To the best of our knowledge no studies have addressed the level of autonomic control and extent of sympathetic activity in patients with type 2 diabetes under fasting hyperinsulinaemic conditions. Past studies in patients with type 2 diabetes but no neuropathy have reported an increase or a decrease in plasma noradrenaline levels [13–15] and an increase in peripheral muscle sympathetic nerve activity (MSNA) [16]. Also, there are reports that patients with type 2 diabetes have either normal or decreased levels of heart rate variability [14, 17, 18].

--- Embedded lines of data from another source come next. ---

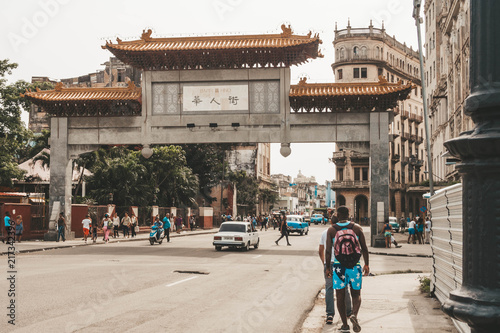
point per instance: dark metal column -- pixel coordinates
(478, 301)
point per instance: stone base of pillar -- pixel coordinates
(378, 241)
(478, 307)
(50, 236)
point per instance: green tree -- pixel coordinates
(205, 160)
(124, 177)
(173, 182)
(15, 138)
(247, 188)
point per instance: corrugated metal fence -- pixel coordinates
(446, 208)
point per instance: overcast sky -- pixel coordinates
(63, 38)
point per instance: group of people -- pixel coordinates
(166, 224)
(128, 224)
(13, 230)
(345, 279)
(419, 230)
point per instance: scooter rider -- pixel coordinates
(159, 225)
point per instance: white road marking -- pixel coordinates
(181, 281)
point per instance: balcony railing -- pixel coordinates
(338, 184)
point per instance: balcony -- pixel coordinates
(416, 162)
(337, 156)
(350, 184)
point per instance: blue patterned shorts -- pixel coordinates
(343, 276)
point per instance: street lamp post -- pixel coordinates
(418, 21)
(477, 302)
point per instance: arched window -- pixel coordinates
(342, 53)
(364, 51)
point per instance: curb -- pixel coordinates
(88, 244)
(401, 254)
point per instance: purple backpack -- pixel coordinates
(346, 246)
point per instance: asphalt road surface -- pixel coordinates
(182, 286)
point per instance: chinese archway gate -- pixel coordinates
(219, 89)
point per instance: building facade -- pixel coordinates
(447, 26)
(371, 55)
(114, 74)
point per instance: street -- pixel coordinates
(182, 286)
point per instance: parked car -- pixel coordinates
(297, 223)
(393, 222)
(236, 235)
(317, 218)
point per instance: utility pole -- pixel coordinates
(418, 21)
(477, 301)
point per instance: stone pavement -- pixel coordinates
(40, 245)
(391, 303)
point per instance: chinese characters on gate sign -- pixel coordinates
(215, 97)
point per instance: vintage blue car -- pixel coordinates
(318, 218)
(297, 223)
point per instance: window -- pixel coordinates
(342, 53)
(355, 73)
(365, 173)
(357, 174)
(364, 72)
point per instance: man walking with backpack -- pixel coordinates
(348, 242)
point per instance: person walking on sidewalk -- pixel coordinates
(178, 224)
(116, 225)
(387, 230)
(61, 227)
(428, 224)
(284, 231)
(342, 275)
(133, 225)
(87, 222)
(329, 297)
(106, 227)
(166, 226)
(411, 232)
(19, 228)
(125, 225)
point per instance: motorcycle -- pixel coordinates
(154, 236)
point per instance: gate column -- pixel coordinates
(60, 176)
(379, 174)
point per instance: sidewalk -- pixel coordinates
(40, 245)
(391, 303)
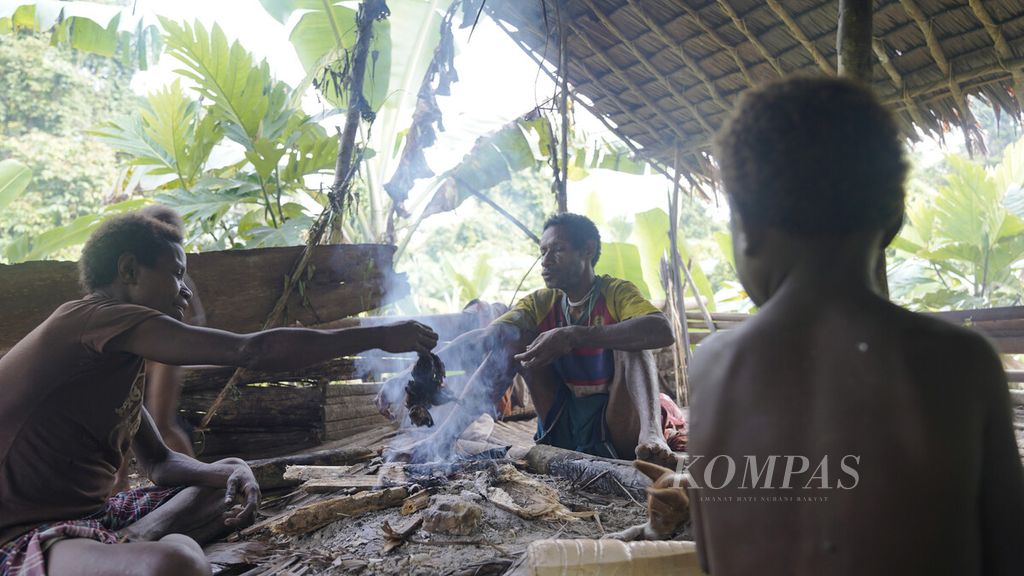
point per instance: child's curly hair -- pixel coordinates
(145, 233)
(813, 157)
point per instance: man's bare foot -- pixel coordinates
(657, 452)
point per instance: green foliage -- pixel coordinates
(48, 96)
(170, 133)
(963, 245)
(260, 198)
(622, 259)
(14, 177)
(107, 29)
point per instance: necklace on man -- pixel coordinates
(589, 298)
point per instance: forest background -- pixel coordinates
(80, 140)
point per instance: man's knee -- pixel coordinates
(179, 554)
(231, 461)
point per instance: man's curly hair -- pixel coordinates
(580, 229)
(146, 234)
(813, 157)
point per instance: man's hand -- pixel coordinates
(242, 498)
(409, 336)
(548, 346)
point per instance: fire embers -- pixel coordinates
(426, 389)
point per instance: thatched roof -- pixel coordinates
(666, 73)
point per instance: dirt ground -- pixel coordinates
(500, 537)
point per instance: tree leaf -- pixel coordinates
(89, 27)
(623, 260)
(14, 178)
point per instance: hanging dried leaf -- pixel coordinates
(427, 118)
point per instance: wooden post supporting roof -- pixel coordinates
(853, 43)
(854, 47)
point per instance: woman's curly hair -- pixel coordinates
(146, 234)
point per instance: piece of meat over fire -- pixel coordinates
(426, 389)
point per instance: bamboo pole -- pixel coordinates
(679, 302)
(561, 178)
(853, 42)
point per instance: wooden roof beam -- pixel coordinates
(714, 36)
(1003, 50)
(797, 33)
(645, 63)
(741, 27)
(968, 122)
(960, 79)
(649, 154)
(608, 96)
(678, 49)
(897, 79)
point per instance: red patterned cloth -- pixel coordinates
(26, 556)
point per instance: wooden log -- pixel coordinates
(448, 326)
(354, 400)
(270, 471)
(981, 315)
(317, 515)
(257, 407)
(334, 391)
(596, 474)
(306, 472)
(334, 485)
(36, 289)
(201, 377)
(351, 423)
(333, 412)
(346, 434)
(416, 502)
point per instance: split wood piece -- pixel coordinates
(331, 479)
(36, 289)
(333, 412)
(236, 553)
(599, 475)
(257, 406)
(416, 502)
(392, 475)
(204, 377)
(1017, 398)
(305, 474)
(270, 471)
(337, 391)
(252, 443)
(317, 515)
(603, 558)
(394, 538)
(327, 486)
(350, 424)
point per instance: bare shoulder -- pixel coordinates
(947, 342)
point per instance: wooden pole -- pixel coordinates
(854, 40)
(853, 44)
(370, 10)
(561, 179)
(677, 297)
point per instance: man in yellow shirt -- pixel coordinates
(583, 345)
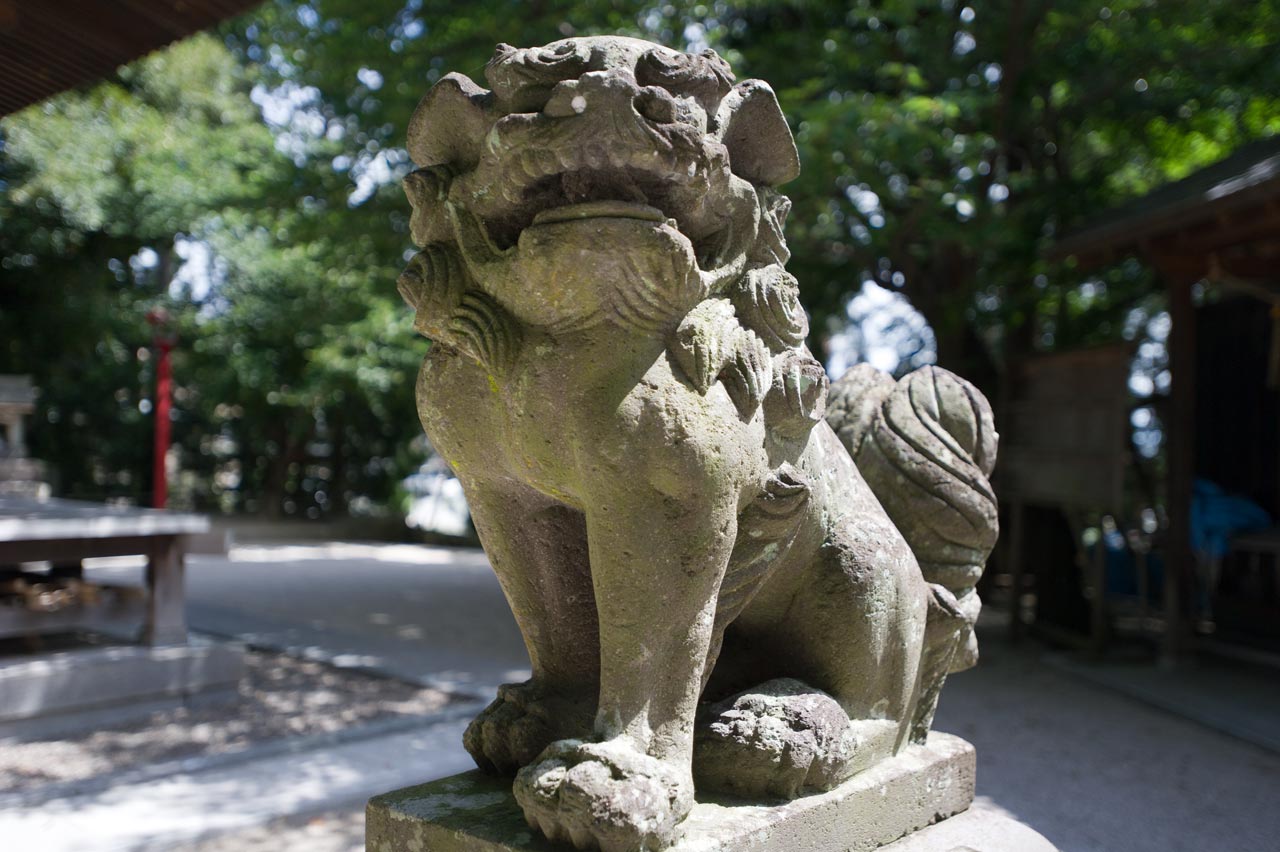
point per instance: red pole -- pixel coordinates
(164, 393)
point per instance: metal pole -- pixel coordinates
(164, 398)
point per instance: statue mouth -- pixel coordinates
(607, 209)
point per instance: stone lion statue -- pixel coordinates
(730, 576)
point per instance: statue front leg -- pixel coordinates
(538, 549)
(657, 562)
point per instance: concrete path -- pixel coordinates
(1088, 768)
(181, 809)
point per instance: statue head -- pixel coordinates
(597, 179)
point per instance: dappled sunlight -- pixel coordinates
(342, 550)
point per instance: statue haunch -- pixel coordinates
(718, 585)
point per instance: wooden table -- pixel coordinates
(67, 531)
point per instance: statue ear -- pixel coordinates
(449, 124)
(750, 124)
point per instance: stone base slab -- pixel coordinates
(46, 692)
(976, 830)
(475, 812)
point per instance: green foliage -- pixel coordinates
(944, 149)
(988, 131)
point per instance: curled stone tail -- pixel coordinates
(927, 445)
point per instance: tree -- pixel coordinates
(97, 186)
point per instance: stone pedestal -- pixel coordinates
(475, 812)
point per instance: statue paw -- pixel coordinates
(784, 738)
(604, 796)
(519, 724)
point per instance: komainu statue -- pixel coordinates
(730, 576)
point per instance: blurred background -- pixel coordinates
(1075, 205)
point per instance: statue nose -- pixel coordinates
(594, 91)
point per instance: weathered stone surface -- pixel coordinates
(620, 380)
(974, 830)
(924, 783)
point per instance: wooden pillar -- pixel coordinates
(167, 605)
(1180, 433)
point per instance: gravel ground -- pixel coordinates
(332, 832)
(280, 697)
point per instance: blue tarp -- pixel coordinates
(1216, 516)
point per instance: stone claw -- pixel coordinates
(606, 796)
(519, 724)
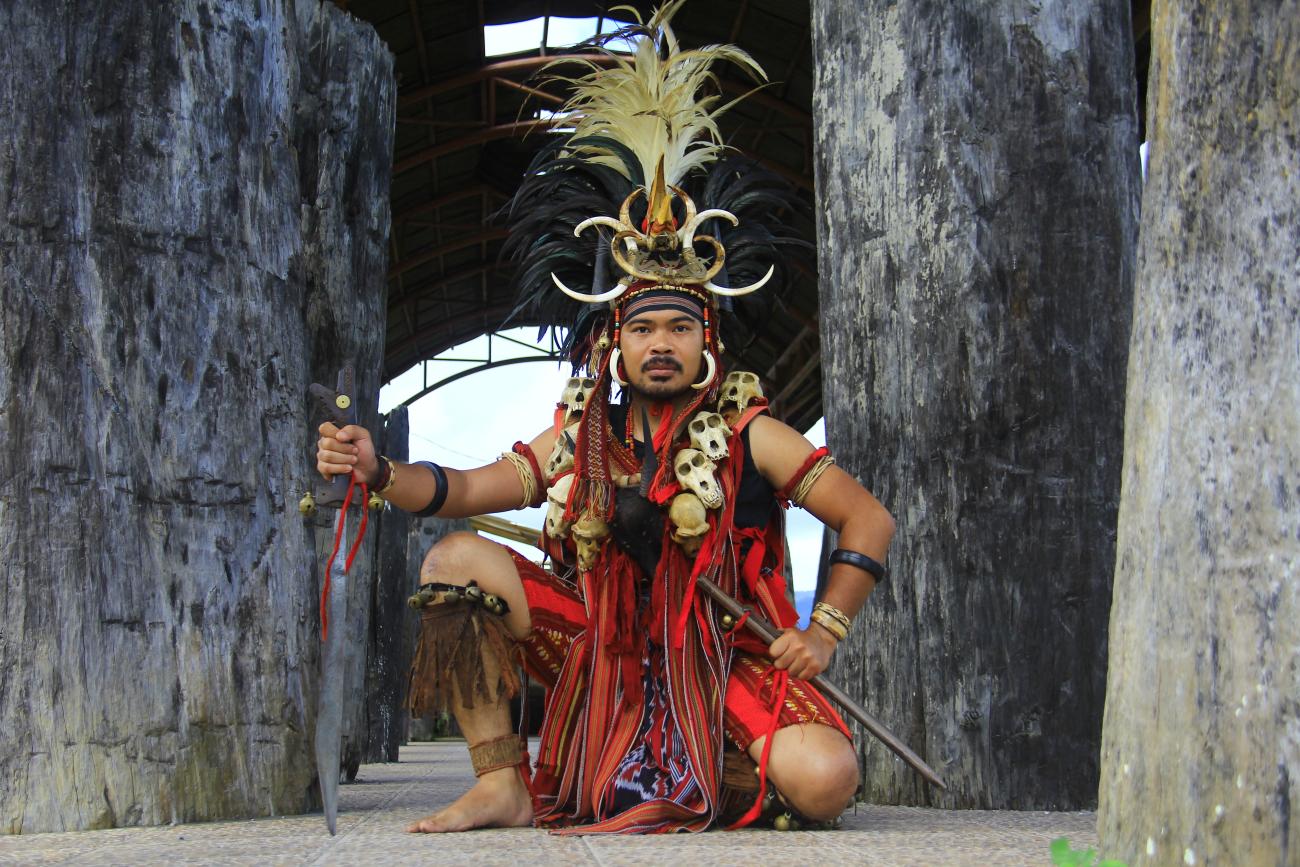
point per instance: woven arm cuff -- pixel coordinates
(796, 490)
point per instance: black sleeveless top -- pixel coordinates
(755, 498)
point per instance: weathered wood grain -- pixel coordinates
(194, 206)
(390, 645)
(1200, 758)
(978, 182)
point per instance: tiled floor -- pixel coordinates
(376, 809)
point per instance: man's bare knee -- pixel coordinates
(463, 556)
(451, 556)
(817, 770)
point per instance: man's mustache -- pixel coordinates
(662, 364)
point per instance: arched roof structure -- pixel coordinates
(467, 126)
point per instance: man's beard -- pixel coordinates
(659, 390)
(655, 390)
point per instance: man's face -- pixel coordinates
(662, 352)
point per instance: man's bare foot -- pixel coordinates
(499, 800)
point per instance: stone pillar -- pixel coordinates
(194, 221)
(978, 183)
(1200, 758)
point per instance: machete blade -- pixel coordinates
(329, 712)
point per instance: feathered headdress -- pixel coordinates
(610, 206)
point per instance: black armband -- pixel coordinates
(861, 562)
(440, 491)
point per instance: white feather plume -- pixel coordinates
(650, 103)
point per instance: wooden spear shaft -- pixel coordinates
(875, 727)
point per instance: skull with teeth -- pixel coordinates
(562, 455)
(696, 475)
(588, 533)
(739, 390)
(689, 520)
(557, 501)
(709, 433)
(577, 391)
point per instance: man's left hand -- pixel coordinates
(804, 653)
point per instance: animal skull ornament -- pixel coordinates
(689, 520)
(562, 454)
(576, 394)
(557, 501)
(589, 532)
(739, 390)
(709, 433)
(696, 475)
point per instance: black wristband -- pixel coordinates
(440, 494)
(859, 560)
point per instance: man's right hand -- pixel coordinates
(341, 451)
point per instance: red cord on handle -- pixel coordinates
(338, 540)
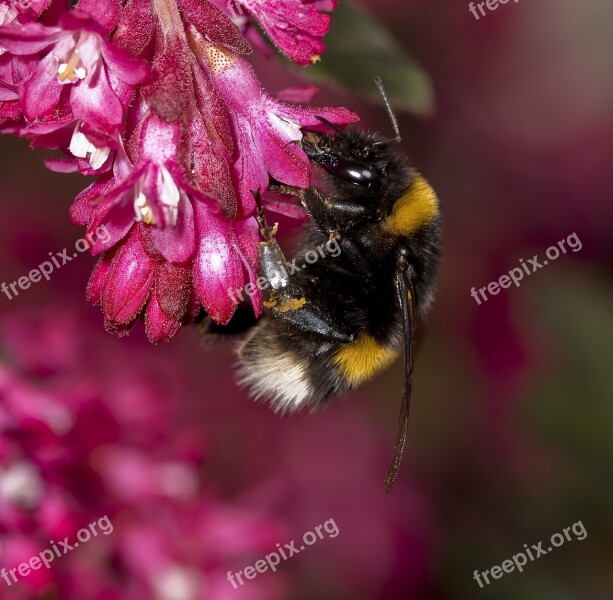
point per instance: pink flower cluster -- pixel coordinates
(80, 439)
(156, 99)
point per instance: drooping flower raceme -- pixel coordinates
(157, 99)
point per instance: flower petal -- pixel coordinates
(212, 23)
(158, 326)
(94, 102)
(123, 65)
(128, 282)
(177, 243)
(41, 92)
(218, 270)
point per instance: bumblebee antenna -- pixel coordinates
(390, 110)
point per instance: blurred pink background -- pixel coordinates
(510, 432)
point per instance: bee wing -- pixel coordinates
(406, 299)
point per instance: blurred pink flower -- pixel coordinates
(79, 443)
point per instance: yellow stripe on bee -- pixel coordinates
(416, 208)
(363, 359)
(285, 304)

We therefore planned for the first time to determine the magnitude and extent of sympathetic drive and its reflex responses in patients with type 2 diabetes in whom there was no evidence of neuropathy. For this purpose, we measured the mean frequency of MSNA and its reflex responses as well as sympatho-vagal effects on the heart period including the baroreceptor reflex sensitivity of vagal effects (BRS) in a group of patients with type 2 diabetes and hyperinsulinaemia. These data were compared with those of closely matched groups of normal and overweight control subjects.
Subjects and methods
Subjects
We examined 50 Caucasian subjects, including 17 overweight patients with type 2 diabetes, 17 overweight and 16 normal-weight control subjects. All underwent a screening medical history and examination before the study. They were excluded if there was evidence of cardiac dysrhythmias, vascular disease, microalbuminuria, obstructive sleep apnoea and chronic disease likely to influence the autonomic nervous system.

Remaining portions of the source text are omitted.